Семёныч поставил точку и стал перечитывать письмо. Привычка такая выработалась от работы с документами. Всё следует перечитать, прежде чем отправлять по инстанции или в чужие руки отдавать. Перечитал, нахмурился. Начал за здравие, мол, всё хорошо, и опасности никакой – про то уже сто раз писал, а вот в конце не выдержал, дал волю чувствам, и они попёрли через край – и себя почти похоронил, и про своих всё в чёрном свете расписал. Надо бы переделать. Конец должен быть жизнерадостней, как в кино. Жить и так нелегко, тяжело Пелагее, а тут ещё грустных мыслей ей добавляешь. Не дело. «Ладно, – заключил Семёныч, – погожу отправлять, утро вечера мудренее, завтра допишу что-нибудь повеселее, что-нибудь жизнеутверждающее, а то и вовсе перепишу. Сейчас как-то не получается».

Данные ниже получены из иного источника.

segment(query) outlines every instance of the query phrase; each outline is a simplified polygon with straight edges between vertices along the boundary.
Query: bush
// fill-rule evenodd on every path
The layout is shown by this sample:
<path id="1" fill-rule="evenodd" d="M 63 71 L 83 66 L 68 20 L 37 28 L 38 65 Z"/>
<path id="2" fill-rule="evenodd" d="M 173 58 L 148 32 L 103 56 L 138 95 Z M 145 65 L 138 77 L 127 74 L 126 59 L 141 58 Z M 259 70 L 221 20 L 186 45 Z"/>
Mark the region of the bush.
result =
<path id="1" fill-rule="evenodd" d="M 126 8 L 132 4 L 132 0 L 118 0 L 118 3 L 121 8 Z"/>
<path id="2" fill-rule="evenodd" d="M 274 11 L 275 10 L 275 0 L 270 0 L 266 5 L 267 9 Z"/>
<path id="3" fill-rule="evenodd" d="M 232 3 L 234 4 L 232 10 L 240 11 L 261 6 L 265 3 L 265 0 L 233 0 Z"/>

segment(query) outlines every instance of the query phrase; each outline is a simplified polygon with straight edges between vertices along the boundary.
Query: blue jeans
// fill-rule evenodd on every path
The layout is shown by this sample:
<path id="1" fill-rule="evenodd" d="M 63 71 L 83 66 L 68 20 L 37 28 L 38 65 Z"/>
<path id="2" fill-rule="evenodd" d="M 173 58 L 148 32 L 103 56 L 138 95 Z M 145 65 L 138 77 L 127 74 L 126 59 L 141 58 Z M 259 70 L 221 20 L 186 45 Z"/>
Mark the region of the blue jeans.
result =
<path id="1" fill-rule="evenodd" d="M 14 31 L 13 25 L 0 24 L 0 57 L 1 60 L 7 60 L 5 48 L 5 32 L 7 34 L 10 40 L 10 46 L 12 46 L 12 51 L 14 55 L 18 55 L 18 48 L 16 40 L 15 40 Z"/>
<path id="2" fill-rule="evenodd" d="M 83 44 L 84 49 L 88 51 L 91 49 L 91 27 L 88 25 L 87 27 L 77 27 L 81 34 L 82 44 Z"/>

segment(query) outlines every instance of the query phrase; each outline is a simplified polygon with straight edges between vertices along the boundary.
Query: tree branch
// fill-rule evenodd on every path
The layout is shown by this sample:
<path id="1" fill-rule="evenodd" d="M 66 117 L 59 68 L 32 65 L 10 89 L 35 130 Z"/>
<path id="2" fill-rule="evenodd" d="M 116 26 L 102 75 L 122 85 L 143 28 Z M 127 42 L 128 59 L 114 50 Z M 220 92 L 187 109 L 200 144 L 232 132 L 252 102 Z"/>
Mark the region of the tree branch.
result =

Семёныч аккуратно сложил листок и положил в левый нагрудный карман, так всегда делал – фотографию жены вместе с их младшенькой, любимицей его, Анютой да карандаш и бумагу для письма в левом хранил, ближе к сердцу, красноармейскую книжку – в правом. Поднялся, вылез из подвала подышать воздухом да покурить. Снаружи споткнулся о выпиравший из земли корень дерева, выругался сквозь зубы и стал вслушиваться в эту поганую, тревожную тишину. Чего она готовит? Дрянь какую-нибудь, ну как пить дать!
Катя на дежурстве
Катя долго проторчала на складе. Кладовщик был занят, не до пигалицы какой-то. Он мужчина серьёзный и дотошный, всё делает в свой срок. Мало ли что ей надо, у него, понимаешь, приёмка имущества. Тут порядок нужен, внимание и аккуратность, а эти ходоки всё время отвлекают, им постоянно что-то нужно, суют бумажки, думают, важнее дел не бывает. На склады недаром ставят ответственных и внимательных, желательно, постарше. А эта ещё сопли не утёрла, бумажкой своей размахивает: «Мне срочно, на смену бежать надо!» Ну беги, коли надо, что без портянок до утра не проживёте? Да ещё учить меня будет, как считать, тоже мне начальник нашёлся! И вообще, почему тебя прислали, почему не старшина пришёл, ну каптёр, на худой конец? Бардак там в вашем женском батальоне, то бишь роте. Подумаешь, связисты, пуп земли! А что вы без нас, кладовщиков, сделаете, кто вам ваши рации и трусы выдавать будет? Вот без нас точно войско с места не двинется, вот на ком всё держится!